モチーフこそはナチス・ドイツの人間の尊厳を犯した蛮行にあるのだが、作品の主題はこれまで語りつくされた戦争やナチスではなく、そのような状況下におかれた対比する一精神科医の苦悩と精神、人間存在の不安にある。患者に、誰にも変わることができないひとりの人間に、治療不可能というレッテルをはられて選別される前に、何とか医学的な治癒のわずかな曙光を求めて、医師達は奮闘する。辻から描写力が優れていると評価されていた北らしく、脳溢血で倒れる院長をはじめ、医長のフォン・ハラス、太っちょのラードブルフ、女医のヴァイゼ、若いゼッツラーと主人公のケルセンブロック、そして物語で重要な役割を果たすタカシマという日本人の患者がリアリティをもって読者にせまってくる。そうだった、水産庁の漁調査船に船医として五ケ月の航海に出た動機は、我らが憧れのトーマス・マンをうんだドイツへ行きたいという願いだったそうだが、ドイツ滞在の経験がないにも関わらずまるでドイツ人によるドイツの小説を読んでいるような感覚になってくる。解説の埴谷雄高によると私たちの精神の傾向を大まかに求心型と遠心型にわけると、訪れたこともない場所を背景に作品を書く特徴のある北は、遠心型になるそうだが、仮説空間で可能性の多様さを示した、これもひとつの文才だろう。また、治療効果がではじめて希望がもてるようになったタカシマの最後にとった行動は、予見しながらも人間の矛盾をつきつけられたような気がする。全体に暗闇と孤独を帯びながらも、わずかな抒情も漂っていて、最後のひっそりとした文章の閉じ方も見事に完結している。
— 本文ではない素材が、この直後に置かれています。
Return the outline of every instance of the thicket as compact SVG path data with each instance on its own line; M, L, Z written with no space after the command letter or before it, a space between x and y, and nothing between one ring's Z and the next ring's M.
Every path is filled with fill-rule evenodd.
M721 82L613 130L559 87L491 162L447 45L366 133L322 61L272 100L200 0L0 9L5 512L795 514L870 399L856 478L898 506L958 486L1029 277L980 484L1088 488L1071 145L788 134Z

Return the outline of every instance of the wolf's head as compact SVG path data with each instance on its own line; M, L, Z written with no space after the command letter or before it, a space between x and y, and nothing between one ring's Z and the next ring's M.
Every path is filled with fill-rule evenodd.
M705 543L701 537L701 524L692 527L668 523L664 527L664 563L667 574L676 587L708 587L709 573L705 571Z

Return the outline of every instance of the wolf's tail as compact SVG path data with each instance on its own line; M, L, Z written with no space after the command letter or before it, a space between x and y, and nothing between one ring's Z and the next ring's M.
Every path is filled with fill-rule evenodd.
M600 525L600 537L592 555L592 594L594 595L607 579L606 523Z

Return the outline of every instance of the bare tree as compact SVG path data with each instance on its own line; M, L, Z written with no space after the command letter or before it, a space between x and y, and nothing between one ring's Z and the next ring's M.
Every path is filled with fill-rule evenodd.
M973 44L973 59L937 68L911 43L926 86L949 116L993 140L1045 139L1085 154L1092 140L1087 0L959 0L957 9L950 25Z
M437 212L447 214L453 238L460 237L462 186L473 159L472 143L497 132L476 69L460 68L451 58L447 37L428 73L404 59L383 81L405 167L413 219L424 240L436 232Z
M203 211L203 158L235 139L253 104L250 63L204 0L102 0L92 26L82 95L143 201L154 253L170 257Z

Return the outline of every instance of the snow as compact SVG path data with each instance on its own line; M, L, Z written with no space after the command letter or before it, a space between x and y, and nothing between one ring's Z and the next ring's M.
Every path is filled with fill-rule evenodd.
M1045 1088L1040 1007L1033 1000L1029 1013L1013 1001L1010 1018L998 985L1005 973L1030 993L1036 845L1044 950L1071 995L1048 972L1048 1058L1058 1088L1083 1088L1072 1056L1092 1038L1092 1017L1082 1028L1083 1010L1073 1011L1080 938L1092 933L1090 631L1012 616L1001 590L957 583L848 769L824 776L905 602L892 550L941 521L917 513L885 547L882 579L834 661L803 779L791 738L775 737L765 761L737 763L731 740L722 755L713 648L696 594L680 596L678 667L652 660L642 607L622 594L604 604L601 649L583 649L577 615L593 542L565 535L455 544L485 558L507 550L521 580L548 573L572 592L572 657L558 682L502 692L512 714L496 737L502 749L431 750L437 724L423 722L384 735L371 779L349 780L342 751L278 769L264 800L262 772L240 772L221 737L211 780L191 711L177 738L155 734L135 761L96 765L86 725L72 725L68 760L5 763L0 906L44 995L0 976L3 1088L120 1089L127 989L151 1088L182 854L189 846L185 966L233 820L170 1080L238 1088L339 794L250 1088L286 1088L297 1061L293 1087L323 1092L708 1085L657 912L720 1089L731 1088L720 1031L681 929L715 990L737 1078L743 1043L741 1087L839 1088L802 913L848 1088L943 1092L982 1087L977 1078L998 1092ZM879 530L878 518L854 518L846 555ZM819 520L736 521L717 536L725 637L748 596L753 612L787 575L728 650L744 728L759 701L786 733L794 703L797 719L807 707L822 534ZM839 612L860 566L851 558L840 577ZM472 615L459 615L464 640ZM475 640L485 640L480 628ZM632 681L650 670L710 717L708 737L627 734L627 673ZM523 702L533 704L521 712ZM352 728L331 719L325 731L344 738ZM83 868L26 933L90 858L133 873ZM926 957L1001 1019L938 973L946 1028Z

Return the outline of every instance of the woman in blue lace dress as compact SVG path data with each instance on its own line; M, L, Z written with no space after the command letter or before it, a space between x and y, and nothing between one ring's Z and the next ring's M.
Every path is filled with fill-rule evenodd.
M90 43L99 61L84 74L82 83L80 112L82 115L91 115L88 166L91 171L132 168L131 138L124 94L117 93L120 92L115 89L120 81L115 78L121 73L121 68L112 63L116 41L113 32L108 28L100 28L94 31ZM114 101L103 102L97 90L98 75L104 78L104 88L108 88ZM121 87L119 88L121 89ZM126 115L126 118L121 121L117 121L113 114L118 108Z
北杜夫という作家を私は知らなかった。歌人の斎藤茂吉の次男。「どくとるマンボウ」シリーズで一躍人気作家になった精神科医にして躁鬱病の作家、などなど、周辺知識はそれなりにあるが、肝心の本は一冊も読んだことがなかった。青年時代の辻邦生との往復書簡集「若き日の友情」を読んで、「どくとるマンボウ」で大当たり、更に「夜と霧の隅で」で芥川賞を受賞した北が、先輩格の辻に多くのアドバイスをしてなんとか辻にも作家としての道を見つけるよう考えているのだが、その内容の辻の作品に対する批評やら心がまえなどのアドバイスが、実に的確なのである。作家としての有能さが、ラフスケッチのような手紙の文章からも伝わってきた。本書を読んでその期待を裏切られなかったばかりか、久しく手ごたえを感じることがなかった日本のこれぞ”純文学”との邂逅を堪能した。